Even without the oil money, the region's economy
appears to be far outpacing that of the rest of
Iraq. A recent United Nations bulletin warned that
imports into Iraq fell sharply in August and
September, largely because of security concerns.
"The reduced levels of trade, coupled with the very
low levels of legitimate non-oil exports from Iraq,
does not bode well for the country's short-term
level of prosperity," the bulletin warned.
But in Erbil, signs of prosperity abound. Most of
the investment is from Erbil natives or friends and
relatives in Europe and the United States, said
Gilbert Jabre, general manager of the hotel. He also
credits Kurdish officials, who work hard to attract
foreign investment, and the security situation. "In
all of Iraq, it is the only safe place," he said.
Security is ubiquitous and highly effective in the
Kurdish zone, where racial profiling of Arabs is the
norm. "Not all Arabs are bad," said a pesh merga
soldier, Janger Kanabi. "But if they do bad things,
then we are compelled to do the same to them."
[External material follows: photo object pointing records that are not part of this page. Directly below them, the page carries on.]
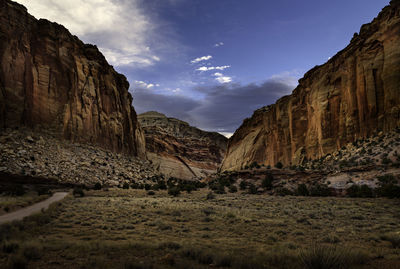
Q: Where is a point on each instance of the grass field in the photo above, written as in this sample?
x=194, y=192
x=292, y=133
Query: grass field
x=131, y=229
x=10, y=203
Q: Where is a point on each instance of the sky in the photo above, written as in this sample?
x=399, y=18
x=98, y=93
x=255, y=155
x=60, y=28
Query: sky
x=211, y=63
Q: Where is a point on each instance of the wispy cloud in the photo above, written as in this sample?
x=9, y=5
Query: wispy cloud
x=142, y=84
x=122, y=29
x=210, y=68
x=201, y=59
x=222, y=108
x=221, y=78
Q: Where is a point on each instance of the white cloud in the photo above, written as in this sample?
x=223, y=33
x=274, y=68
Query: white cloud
x=121, y=29
x=200, y=59
x=221, y=78
x=205, y=68
x=144, y=85
x=226, y=134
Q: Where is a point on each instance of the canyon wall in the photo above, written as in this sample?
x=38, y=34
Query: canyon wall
x=180, y=150
x=51, y=80
x=355, y=94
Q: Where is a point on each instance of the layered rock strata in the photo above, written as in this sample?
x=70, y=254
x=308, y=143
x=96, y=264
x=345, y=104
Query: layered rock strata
x=50, y=79
x=352, y=96
x=180, y=150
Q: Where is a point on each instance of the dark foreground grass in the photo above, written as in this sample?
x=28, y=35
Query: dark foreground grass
x=131, y=229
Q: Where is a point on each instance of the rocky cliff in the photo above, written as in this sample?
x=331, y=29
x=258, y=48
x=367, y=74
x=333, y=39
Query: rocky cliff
x=50, y=79
x=180, y=150
x=355, y=94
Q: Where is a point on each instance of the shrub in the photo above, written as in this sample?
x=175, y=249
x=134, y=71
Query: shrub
x=393, y=238
x=267, y=182
x=174, y=191
x=17, y=262
x=279, y=165
x=97, y=186
x=282, y=191
x=389, y=190
x=210, y=196
x=320, y=190
x=360, y=191
x=10, y=247
x=302, y=190
x=232, y=189
x=43, y=191
x=243, y=185
x=321, y=257
x=252, y=189
x=33, y=251
x=78, y=192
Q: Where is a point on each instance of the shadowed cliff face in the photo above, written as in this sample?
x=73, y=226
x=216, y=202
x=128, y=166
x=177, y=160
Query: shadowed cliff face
x=180, y=150
x=50, y=79
x=353, y=95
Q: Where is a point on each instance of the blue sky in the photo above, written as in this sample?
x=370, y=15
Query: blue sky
x=209, y=62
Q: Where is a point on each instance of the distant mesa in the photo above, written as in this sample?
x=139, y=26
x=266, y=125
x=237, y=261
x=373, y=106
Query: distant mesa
x=180, y=150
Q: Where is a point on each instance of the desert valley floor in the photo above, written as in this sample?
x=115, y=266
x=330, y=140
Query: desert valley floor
x=120, y=228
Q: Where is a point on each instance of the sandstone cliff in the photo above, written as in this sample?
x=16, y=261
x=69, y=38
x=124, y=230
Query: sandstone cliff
x=180, y=150
x=353, y=95
x=50, y=79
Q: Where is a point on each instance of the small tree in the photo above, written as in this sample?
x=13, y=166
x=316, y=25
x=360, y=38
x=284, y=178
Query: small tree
x=302, y=190
x=279, y=165
x=267, y=182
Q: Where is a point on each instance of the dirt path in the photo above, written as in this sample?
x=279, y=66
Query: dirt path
x=35, y=208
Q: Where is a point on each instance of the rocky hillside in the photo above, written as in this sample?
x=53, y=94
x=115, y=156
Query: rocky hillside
x=180, y=150
x=353, y=95
x=51, y=80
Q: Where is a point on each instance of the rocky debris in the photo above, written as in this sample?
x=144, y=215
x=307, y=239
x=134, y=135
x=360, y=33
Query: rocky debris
x=348, y=98
x=180, y=150
x=52, y=80
x=41, y=154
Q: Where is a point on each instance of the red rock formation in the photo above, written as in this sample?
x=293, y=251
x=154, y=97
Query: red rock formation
x=50, y=79
x=180, y=150
x=353, y=95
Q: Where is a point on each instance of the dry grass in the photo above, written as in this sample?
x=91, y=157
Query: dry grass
x=10, y=203
x=129, y=229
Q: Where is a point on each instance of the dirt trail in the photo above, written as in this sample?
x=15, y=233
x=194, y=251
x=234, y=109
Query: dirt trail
x=35, y=208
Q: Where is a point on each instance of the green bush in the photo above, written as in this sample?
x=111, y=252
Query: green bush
x=282, y=191
x=97, y=186
x=43, y=191
x=78, y=192
x=320, y=190
x=252, y=189
x=302, y=190
x=232, y=189
x=243, y=185
x=389, y=190
x=17, y=262
x=267, y=182
x=174, y=191
x=279, y=165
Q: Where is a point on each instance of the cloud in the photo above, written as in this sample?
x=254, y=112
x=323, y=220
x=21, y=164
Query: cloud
x=144, y=85
x=221, y=108
x=205, y=68
x=122, y=29
x=200, y=59
x=221, y=78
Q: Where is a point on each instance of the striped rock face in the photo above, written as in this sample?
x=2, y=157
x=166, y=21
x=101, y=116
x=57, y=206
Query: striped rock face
x=352, y=96
x=51, y=80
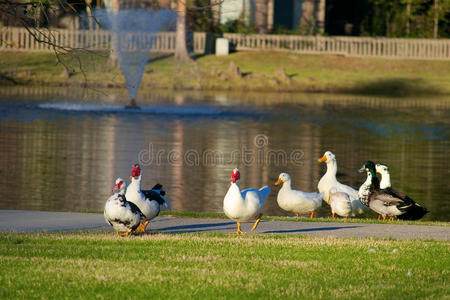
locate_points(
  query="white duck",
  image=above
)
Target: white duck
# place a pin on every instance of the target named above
(122, 215)
(385, 176)
(298, 202)
(149, 202)
(329, 181)
(340, 203)
(246, 205)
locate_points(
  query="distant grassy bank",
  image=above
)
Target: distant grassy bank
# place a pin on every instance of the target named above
(256, 71)
(208, 266)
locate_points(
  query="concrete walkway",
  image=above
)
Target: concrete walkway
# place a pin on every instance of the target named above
(30, 221)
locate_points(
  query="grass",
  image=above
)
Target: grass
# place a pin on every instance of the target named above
(190, 214)
(100, 265)
(303, 73)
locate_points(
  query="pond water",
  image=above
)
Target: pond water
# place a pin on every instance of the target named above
(61, 149)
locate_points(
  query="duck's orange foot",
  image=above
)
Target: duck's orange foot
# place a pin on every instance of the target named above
(239, 231)
(257, 222)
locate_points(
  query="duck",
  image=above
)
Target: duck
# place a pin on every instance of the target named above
(246, 205)
(415, 211)
(122, 215)
(149, 202)
(329, 181)
(385, 202)
(298, 202)
(340, 203)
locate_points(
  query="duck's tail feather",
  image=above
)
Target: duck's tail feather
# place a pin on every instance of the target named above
(264, 191)
(413, 212)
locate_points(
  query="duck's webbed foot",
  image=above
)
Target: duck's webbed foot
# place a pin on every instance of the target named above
(256, 222)
(239, 231)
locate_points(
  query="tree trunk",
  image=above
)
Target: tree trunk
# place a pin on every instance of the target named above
(181, 53)
(307, 19)
(436, 19)
(320, 17)
(261, 15)
(408, 16)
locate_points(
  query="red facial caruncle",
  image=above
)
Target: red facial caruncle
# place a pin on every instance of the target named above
(135, 170)
(117, 186)
(235, 176)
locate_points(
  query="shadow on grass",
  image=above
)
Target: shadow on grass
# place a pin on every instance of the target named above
(195, 227)
(396, 87)
(158, 57)
(311, 229)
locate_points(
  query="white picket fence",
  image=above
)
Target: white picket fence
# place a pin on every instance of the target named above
(19, 39)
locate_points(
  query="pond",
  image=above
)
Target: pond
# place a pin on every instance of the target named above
(61, 149)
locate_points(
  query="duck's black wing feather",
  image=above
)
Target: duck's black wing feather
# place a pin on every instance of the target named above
(413, 211)
(154, 195)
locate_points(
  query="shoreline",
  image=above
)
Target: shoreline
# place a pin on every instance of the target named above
(243, 71)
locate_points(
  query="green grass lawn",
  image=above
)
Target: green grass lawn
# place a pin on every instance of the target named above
(101, 265)
(305, 73)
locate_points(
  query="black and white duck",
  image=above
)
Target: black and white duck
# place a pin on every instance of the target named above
(386, 202)
(122, 215)
(415, 212)
(150, 202)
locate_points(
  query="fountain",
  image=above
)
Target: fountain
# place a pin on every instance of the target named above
(133, 36)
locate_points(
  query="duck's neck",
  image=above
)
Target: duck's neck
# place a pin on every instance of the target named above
(331, 168)
(368, 181)
(136, 183)
(365, 189)
(287, 185)
(375, 183)
(385, 181)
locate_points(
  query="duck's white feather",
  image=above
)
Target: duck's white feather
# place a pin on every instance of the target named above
(120, 215)
(329, 181)
(340, 204)
(296, 201)
(150, 209)
(246, 205)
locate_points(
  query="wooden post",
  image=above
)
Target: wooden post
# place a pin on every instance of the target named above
(436, 19)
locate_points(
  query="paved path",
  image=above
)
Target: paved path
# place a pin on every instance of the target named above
(29, 221)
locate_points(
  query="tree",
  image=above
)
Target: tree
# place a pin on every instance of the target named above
(181, 53)
(261, 15)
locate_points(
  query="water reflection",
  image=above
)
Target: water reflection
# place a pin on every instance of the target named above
(65, 159)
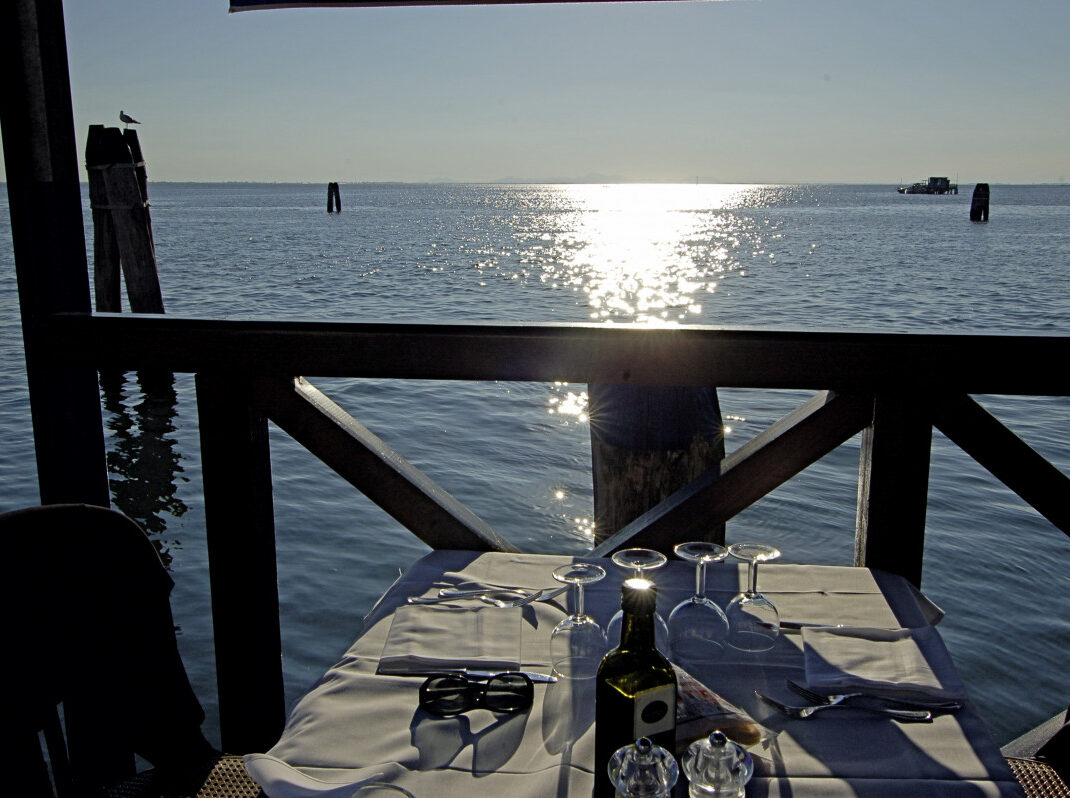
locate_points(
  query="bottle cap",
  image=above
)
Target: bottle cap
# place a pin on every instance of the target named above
(643, 770)
(639, 596)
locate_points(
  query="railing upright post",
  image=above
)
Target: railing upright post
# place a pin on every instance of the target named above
(242, 564)
(49, 244)
(893, 487)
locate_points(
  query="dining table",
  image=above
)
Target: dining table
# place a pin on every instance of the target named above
(361, 722)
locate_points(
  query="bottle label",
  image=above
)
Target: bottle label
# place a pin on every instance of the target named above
(655, 711)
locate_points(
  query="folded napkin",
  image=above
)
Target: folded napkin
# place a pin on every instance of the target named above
(431, 638)
(278, 780)
(903, 663)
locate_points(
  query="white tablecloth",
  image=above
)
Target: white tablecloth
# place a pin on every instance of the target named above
(357, 724)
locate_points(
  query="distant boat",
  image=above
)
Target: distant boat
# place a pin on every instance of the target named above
(935, 185)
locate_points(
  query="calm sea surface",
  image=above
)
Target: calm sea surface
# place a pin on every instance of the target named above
(799, 257)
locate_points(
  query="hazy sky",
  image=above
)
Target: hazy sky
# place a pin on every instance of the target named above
(736, 91)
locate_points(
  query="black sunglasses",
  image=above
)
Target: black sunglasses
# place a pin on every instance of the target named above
(445, 694)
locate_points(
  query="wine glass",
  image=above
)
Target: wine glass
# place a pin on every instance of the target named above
(639, 561)
(698, 627)
(577, 644)
(753, 622)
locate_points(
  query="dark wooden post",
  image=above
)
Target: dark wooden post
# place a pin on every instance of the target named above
(119, 195)
(893, 486)
(242, 565)
(106, 277)
(979, 203)
(49, 244)
(646, 443)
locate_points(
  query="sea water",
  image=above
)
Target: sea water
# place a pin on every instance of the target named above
(799, 257)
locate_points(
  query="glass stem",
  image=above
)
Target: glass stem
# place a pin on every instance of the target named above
(752, 589)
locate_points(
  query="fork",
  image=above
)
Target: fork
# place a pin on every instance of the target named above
(518, 601)
(910, 716)
(946, 706)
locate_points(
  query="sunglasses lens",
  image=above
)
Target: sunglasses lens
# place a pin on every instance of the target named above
(508, 692)
(447, 694)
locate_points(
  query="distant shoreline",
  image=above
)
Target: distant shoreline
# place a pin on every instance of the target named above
(549, 183)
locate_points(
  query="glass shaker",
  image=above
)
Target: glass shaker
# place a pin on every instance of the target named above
(717, 767)
(643, 770)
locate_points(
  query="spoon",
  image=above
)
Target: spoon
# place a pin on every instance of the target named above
(500, 598)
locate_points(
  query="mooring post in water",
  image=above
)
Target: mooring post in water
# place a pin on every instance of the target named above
(646, 443)
(979, 205)
(118, 192)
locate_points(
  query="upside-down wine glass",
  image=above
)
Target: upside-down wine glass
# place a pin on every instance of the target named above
(639, 561)
(698, 627)
(753, 622)
(577, 644)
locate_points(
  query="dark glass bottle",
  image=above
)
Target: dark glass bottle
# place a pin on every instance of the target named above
(636, 687)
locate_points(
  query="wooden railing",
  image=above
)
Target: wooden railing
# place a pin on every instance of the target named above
(893, 388)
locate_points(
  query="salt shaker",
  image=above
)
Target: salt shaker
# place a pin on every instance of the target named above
(717, 767)
(643, 770)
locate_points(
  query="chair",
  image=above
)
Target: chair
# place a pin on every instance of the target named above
(1040, 758)
(88, 630)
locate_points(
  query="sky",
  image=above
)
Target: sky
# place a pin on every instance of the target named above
(731, 91)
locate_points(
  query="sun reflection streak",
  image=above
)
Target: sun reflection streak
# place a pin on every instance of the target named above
(643, 254)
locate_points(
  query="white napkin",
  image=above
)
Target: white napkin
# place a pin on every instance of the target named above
(903, 663)
(430, 638)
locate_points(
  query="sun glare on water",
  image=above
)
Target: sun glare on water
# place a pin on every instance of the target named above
(644, 254)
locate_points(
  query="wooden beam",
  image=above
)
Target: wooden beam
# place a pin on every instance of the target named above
(893, 486)
(375, 469)
(623, 354)
(49, 245)
(1008, 457)
(242, 564)
(763, 463)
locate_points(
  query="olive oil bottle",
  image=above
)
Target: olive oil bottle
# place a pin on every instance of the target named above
(636, 687)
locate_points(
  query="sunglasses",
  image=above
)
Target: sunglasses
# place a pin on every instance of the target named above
(445, 694)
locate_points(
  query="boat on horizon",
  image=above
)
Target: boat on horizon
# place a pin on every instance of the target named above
(935, 185)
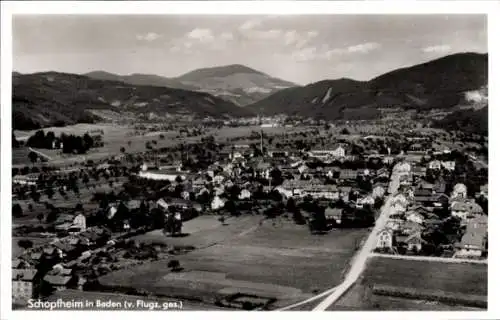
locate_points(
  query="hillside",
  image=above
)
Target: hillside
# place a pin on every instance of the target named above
(438, 84)
(468, 120)
(50, 98)
(235, 83)
(140, 79)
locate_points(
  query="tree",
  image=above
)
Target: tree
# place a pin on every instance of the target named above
(17, 211)
(25, 243)
(33, 156)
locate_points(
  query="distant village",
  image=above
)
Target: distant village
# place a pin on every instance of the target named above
(440, 205)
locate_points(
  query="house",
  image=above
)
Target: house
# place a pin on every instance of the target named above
(402, 167)
(23, 284)
(303, 169)
(334, 215)
(483, 191)
(111, 211)
(378, 192)
(20, 264)
(344, 191)
(388, 160)
(244, 194)
(219, 179)
(336, 152)
(416, 148)
(401, 199)
(319, 190)
(277, 153)
(29, 179)
(286, 192)
(80, 222)
(448, 165)
(385, 239)
(395, 221)
(419, 172)
(413, 242)
(58, 282)
(185, 195)
(459, 191)
(217, 203)
(410, 227)
(474, 241)
(415, 217)
(382, 172)
(368, 200)
(347, 174)
(166, 175)
(434, 165)
(460, 209)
Kurdish forces, including those in the Iraqi
National Guard and border patrol, are easily
distinguished from most of their troubled
counterparts in other regions of Iraq, whose
manifold discipline and loyalty problems are a
continuing headache for American commanders.
The Kurds hold their guns down, dress neatly and
appear ever alert. Except for a devastating pair of
suicide bomb attacks on Feb. 1 that killed more than
60 people, the Kurdish region has been largely free
of the nightmare of beheadings, kidnappings and car
bombings.
The embrace of security may soon give a further
economic lift to the Kurdish zone. In recent weeks
several directors general of provincial agencies in
Mosul have refused to sign agreements totaling
almost $25 million to receive Congressionally
appropriated money for new health clinics, school
renovations, courthouse refurbishments and other
projects, said an American official in Mosul who is
helping to coordinate American reconstruction
spending.
As a result, the official said, more reconstruction
money may flow to the Kurdish region, where it is
welcomed. Officials in other parts of Iraq, fearing
assassination by insurgents, "are scared to death,"
he said. "They don't want to be associated with us."